My main duties for the book involved interviewing rock stars and rounding up a variety of shirts for possible inclusion in the book. Included are such personal jams of mine like a baseball-style 3/4 length red sleeve from the first run of White Stripes tees, a thrift-store salvaged Gories black cat (later edition, printed after the screen for the white trim around the letters broke), a Jonathan Fire Eater monstrosity complete with band-supplied blood stains bleached-out, a couple of Sonic Youth prints and some more I'm forgetting.
Personally, my only problem with The Art of the Band T-shirt is the six pages dedicated to Blood on the Wall t-shirts that are, at best, faintly memorable. Otherwise, this portable tome rates head and shoulders above the trashy, fashion photo'd Johan Kugelberg curated Vintage Rock Tees (available at shitty Urban Outfitters near you) or the laughable dribble of Rock Tease. Both the latter books focus primarily on the 70's and 80's era of rock and roll t-shirts whereas The Art of the Band T-shirt has no set cut-off date for band inclusion. Conversely, The Art of the Band T-shirt provides way more historical background and storyline with each piece mentioned whereas the other two toilet rolls, more often than not, just give you a picture of a t-shirt lacking any relevant context or story.
Hilariously though, all three books include the Jamie Reid designed, promo-only Sex Pistols Never Mind the Bollocks... shirt printed inside out with both the front and back cover of the LP depicted on the front and back of this shirt. Granted, the shirt is BADASS and supposedly the print resembles properties more similar to a latex applique as opposed to standard t-shirt ink. But badass enough to warrant inclusion in all three books?
Plus, the other two books are particularly white. Mainly old shirts of boring old white musicians. The Art... features such United Colors of Benetton diversity as 95 South, Public Enemy, James Brown, the Boredoms, Afrika Bambaataa, Run DMC, Rick James, Martha and the Vandellas, MF Doom, etc. This book feels more American than either of the other two. And in turn, American is always better.

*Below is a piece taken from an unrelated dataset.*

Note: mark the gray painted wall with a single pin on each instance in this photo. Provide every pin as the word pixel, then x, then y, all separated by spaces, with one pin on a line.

So I hereby give my full support behind The Art of the Band T-shirt and urge all twelve of you faithful readers to up and purchase a copy. To spur the possible purchasing, I am offering two (2) copies here as a giveaway. Whoever emails me or posts a comment here with the best/funniest/most amazing t-shirt find/story/dream/whatever will soon become the proud owner of a copy of The Art of the Band T-shirt (I really prefer the comments, you know, just in case you want to win). Also, positive comments on the Amazon Reviews page for this book will possibly be taken into consideration for extra credit.
Feel free to answer the standard t-shirt questionnaire I used on all the stars and post it in the comments.
What was your first rock band t-shirt?
What was/is your favorite rock band t-shirt?
What was/is the most annoying rock band t-shirt or design?
What do you think is the most iconic rock band t-shirt or image?